In response to Michael Mandel’s article for Business Week.

Is Social Security a Ponzi Scheme? Response to Comments

I’ve read through all the comments on my previous post, and I wanted to see if I could respond to some of them. In particular, a lot of people objected to me calling Social Security a Ponzi scheme. Other people thought that Social Security would be unsustainable, even with technological progress.

So let me explain why I think that Social Security has most of the characteristics of a Ponzi scheme—let’s call it a “Ponzi-like” scheme. Nevertheless, the system of intergenerational transfers—the young supporting the old—is sustainable as long as productivity is rising.”

Now that is a very western way of looking at the world. It may, in fact, be a very Anglo way of looking at the world, which makes it an exceptional, as in RARE viewpoint. There isn’t a lot of history of productivity increasing along those lines in a “sustainable” fashion.

The US’s extraordinary productivity after the 1860’s was due to cheap manufacturing exported to Europe, just as the Chinese are exporting to the US today. Immigration and land expansion fueled the next phase of growth. The extraordinary productivity of the 20th century was because of the impoverished nations who were either under Communism or socialism, or were recovering from the world war.

What on earth would make you think this trend, this fantastic opportunity, would continue? Like it did for who else in history? Who on earth attributed it to democracy rather than circumstance?

The Ponzi scheme other people on this blog topic refer to operates worldwide on many levels, internationally with super-tribal cultural and philosophical differences as well as institutional, technological, and demographic differences, it operates nationally, with the Fed’s dollar, laws and social services, and individually with traditions and values, and especially with consumerism and destruction of the saving behavior.

Do you mean you want to place the blame on some one part here? The dollar? The Fed? The Government? The culture? Just one?

The west has used its technical advantage to expand capital for a long time, at least since the defeat of Napoleon. It has financed wars with it. It has financed global expansion with it. It has financed empires with it. Why should we think that there is any monetary policy that will produce any result that is different from what any other empire in history has done?

Our self-appreciative analysis not withstanding, one promise holds true: money and prices are a knowledge system, and you can only fool the system long enough for as long as it takes for people to adapt to it.

They have adapted. They don’t trust the information system. And the Keynesians’ and Monetarists’ methods, which are designed to make people spend money because otherwise it will be destroyed, only provide an incentive when the people trust the system in the first place.

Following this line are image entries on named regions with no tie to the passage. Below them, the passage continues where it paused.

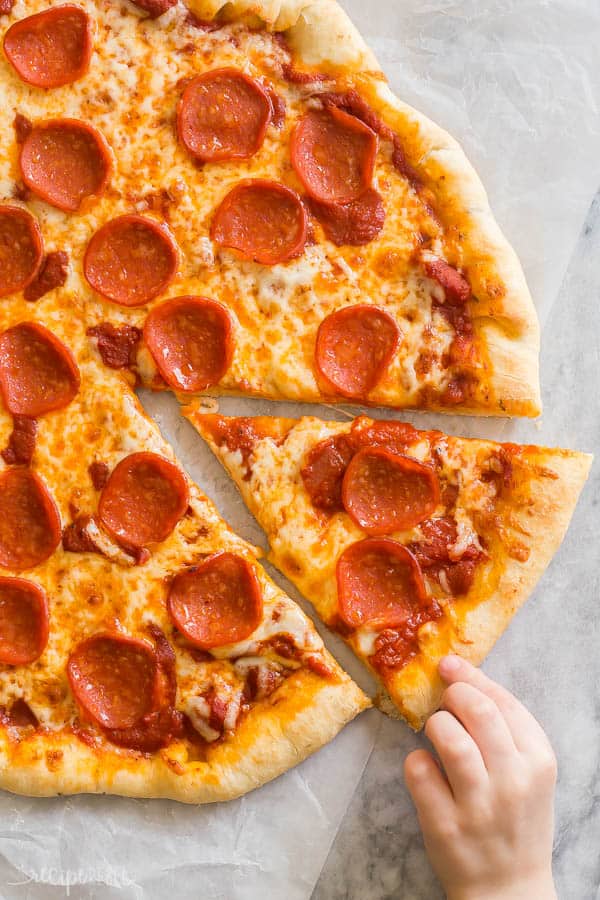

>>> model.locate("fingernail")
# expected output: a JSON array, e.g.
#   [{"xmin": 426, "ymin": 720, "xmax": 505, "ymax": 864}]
[{"xmin": 439, "ymin": 655, "xmax": 461, "ymax": 675}]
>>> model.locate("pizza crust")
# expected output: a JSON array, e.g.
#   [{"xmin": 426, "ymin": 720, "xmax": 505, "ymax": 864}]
[
  {"xmin": 0, "ymin": 657, "xmax": 370, "ymax": 803},
  {"xmin": 190, "ymin": 412, "xmax": 592, "ymax": 730},
  {"xmin": 190, "ymin": 0, "xmax": 541, "ymax": 416},
  {"xmin": 390, "ymin": 451, "xmax": 592, "ymax": 730}
]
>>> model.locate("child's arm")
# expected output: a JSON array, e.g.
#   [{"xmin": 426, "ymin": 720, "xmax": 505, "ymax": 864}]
[{"xmin": 404, "ymin": 656, "xmax": 556, "ymax": 900}]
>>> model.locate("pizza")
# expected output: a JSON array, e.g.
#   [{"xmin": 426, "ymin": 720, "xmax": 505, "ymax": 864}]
[
  {"xmin": 0, "ymin": 0, "xmax": 588, "ymax": 802},
  {"xmin": 184, "ymin": 412, "xmax": 591, "ymax": 728},
  {"xmin": 0, "ymin": 0, "xmax": 540, "ymax": 416},
  {"xmin": 0, "ymin": 288, "xmax": 368, "ymax": 803}
]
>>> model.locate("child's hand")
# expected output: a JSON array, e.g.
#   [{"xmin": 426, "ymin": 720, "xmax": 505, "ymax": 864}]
[{"xmin": 404, "ymin": 656, "xmax": 556, "ymax": 900}]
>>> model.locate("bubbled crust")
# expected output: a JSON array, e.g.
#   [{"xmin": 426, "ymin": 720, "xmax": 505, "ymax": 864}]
[
  {"xmin": 186, "ymin": 0, "xmax": 541, "ymax": 416},
  {"xmin": 0, "ymin": 287, "xmax": 370, "ymax": 803},
  {"xmin": 381, "ymin": 448, "xmax": 592, "ymax": 729},
  {"xmin": 0, "ymin": 668, "xmax": 370, "ymax": 803},
  {"xmin": 184, "ymin": 412, "xmax": 592, "ymax": 729}
]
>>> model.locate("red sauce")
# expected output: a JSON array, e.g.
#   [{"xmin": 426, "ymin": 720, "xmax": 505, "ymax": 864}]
[
  {"xmin": 408, "ymin": 516, "xmax": 487, "ymax": 596},
  {"xmin": 0, "ymin": 699, "xmax": 40, "ymax": 728},
  {"xmin": 0, "ymin": 416, "xmax": 37, "ymax": 466},
  {"xmin": 318, "ymin": 90, "xmax": 422, "ymax": 190},
  {"xmin": 369, "ymin": 600, "xmax": 442, "ymax": 678}
]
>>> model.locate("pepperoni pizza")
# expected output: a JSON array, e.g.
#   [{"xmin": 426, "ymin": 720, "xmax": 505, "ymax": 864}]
[
  {"xmin": 0, "ymin": 290, "xmax": 368, "ymax": 802},
  {"xmin": 185, "ymin": 412, "xmax": 591, "ymax": 728},
  {"xmin": 0, "ymin": 0, "xmax": 540, "ymax": 415}
]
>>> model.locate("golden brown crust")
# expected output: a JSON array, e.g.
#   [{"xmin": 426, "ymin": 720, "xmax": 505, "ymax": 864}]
[
  {"xmin": 185, "ymin": 412, "xmax": 592, "ymax": 729},
  {"xmin": 384, "ymin": 450, "xmax": 592, "ymax": 729},
  {"xmin": 0, "ymin": 658, "xmax": 370, "ymax": 803},
  {"xmin": 192, "ymin": 0, "xmax": 541, "ymax": 416}
]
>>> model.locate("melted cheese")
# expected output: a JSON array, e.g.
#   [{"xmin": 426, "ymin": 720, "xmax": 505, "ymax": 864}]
[
  {"xmin": 0, "ymin": 298, "xmax": 323, "ymax": 740},
  {"xmin": 0, "ymin": 0, "xmax": 454, "ymax": 405}
]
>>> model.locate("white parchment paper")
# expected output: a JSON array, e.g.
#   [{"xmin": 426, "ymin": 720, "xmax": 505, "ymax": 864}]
[{"xmin": 0, "ymin": 0, "xmax": 600, "ymax": 900}]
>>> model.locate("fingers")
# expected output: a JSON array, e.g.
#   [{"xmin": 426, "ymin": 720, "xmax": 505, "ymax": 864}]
[
  {"xmin": 442, "ymin": 681, "xmax": 517, "ymax": 772},
  {"xmin": 439, "ymin": 656, "xmax": 550, "ymax": 753},
  {"xmin": 404, "ymin": 750, "xmax": 454, "ymax": 824},
  {"xmin": 425, "ymin": 710, "xmax": 489, "ymax": 802}
]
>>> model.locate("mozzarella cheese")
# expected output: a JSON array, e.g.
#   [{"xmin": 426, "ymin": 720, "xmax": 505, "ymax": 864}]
[{"xmin": 0, "ymin": 0, "xmax": 454, "ymax": 405}]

You can fool a few people now and then. But you can’t create a system of foolery for long.

This same set of ideas can be expressed purely quantitatively using less romantic language, but this form of argument tends to be more memorable, partly because it is more entertaining.

This is too abstract for this forum, but property cannot be divorced from the knowledge of its holder, or it ceases to be property because economic calculation becomes impossible.

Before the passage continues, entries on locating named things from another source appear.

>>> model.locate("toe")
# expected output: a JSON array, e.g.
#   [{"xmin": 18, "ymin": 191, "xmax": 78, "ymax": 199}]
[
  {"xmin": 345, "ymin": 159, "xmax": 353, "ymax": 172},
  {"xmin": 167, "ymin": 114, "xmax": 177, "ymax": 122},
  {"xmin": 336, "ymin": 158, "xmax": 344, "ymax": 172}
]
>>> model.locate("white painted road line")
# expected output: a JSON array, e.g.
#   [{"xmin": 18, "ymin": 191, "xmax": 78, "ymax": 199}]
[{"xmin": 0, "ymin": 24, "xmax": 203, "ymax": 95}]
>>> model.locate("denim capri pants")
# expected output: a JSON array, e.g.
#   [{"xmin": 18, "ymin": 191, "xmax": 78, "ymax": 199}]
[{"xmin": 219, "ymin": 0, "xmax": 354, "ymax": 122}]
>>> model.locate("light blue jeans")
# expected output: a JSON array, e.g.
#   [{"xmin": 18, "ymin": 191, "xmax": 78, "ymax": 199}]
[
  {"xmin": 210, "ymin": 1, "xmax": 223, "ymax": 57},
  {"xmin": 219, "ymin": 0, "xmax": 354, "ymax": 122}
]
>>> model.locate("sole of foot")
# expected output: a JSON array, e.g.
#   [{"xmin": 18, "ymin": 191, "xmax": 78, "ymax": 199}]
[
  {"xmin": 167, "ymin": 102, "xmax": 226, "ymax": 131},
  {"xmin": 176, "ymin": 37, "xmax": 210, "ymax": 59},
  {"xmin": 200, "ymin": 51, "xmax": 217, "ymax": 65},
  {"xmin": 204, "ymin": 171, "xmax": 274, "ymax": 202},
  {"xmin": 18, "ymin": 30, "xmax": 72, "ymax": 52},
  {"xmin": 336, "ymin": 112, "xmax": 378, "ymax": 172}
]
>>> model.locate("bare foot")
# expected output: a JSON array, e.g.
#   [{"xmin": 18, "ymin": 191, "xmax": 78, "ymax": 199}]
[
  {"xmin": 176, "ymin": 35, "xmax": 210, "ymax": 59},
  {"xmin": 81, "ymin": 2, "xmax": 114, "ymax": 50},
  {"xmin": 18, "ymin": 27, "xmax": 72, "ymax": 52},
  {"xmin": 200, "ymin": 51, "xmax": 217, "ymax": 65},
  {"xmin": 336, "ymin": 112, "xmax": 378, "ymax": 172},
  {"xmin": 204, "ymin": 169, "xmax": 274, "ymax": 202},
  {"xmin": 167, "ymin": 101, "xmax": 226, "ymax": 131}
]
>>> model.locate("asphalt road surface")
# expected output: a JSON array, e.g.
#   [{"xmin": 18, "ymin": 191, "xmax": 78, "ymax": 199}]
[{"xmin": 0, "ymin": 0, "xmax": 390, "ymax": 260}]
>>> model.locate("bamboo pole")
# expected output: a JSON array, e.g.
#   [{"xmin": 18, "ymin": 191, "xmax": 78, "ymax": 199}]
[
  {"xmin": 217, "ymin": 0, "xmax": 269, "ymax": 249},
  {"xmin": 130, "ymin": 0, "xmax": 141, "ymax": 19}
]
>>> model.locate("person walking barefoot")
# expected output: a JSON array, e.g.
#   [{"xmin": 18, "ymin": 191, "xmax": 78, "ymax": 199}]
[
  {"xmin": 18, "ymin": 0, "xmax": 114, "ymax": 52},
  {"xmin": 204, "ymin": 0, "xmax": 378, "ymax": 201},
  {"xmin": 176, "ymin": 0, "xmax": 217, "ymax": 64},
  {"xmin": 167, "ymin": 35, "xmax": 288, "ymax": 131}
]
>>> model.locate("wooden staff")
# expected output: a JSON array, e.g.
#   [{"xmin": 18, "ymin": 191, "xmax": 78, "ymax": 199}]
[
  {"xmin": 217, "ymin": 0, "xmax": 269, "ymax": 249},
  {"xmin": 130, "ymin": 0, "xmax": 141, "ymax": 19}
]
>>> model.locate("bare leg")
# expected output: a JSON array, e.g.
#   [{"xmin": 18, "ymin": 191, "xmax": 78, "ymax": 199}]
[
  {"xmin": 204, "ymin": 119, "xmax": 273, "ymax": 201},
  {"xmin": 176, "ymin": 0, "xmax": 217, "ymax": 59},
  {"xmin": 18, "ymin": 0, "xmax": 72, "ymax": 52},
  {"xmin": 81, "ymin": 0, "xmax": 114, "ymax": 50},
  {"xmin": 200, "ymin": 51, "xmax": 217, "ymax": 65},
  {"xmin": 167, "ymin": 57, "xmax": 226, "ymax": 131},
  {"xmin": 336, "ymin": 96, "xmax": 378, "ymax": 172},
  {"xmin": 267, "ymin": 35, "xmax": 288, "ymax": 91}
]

Numbers are insufficient, as we currently know how to use them, to express inter-generational commitments. There is some evidence that human comprehension of the use of property cannot extend beyond perhaps fifteen years, maybe twice that at the margin.

That is our problem. In a nutshell. That is the problem.

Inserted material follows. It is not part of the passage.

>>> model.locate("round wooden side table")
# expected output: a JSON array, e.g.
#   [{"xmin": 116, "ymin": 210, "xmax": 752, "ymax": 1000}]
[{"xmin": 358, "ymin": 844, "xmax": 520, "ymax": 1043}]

We are unable to create debt instruments that allow infinite expansion of credit. Maybe someday, but right now it is beyond us. We do not understand our numbers and our own cooperative system well enough yet. What failed is our belief, expressed above as “… increases in productivity…” is precisely this problem.

If you want to regulate something, then do that. We’ve done it with CEOs and public companies. It isn’t a problem of incentives. It’s a problem of knowledge. It’s only an incentive if you think people are greedy and want to stop them, rather than believing that they simply don’t know any better and few of them have any depth of understanding of the monetary system and its uses, so they can’t know better.

And that’s the problem. I would call it a vanity. A more romantic continental philosopher would call it a sin.

Social services can be provided without relying on future productivity while preserving property and calculation. Making it a moral argument is simply a political distraction, so that governments can spend and class warfare can be justified on supposedly moral grounds, while an economically destructive, immoral act can be prosecuted out of view of the average person. You can have as much redistribution as you want, as long as you preserve economic calculation. But if you don’t, you’re just destroying the ability of the people to calculate more slowly than a central planner, and in the process socializing losses and privatizing gains.

And we have been privatizing gains at least since Waterloo, but at an accelerating rate.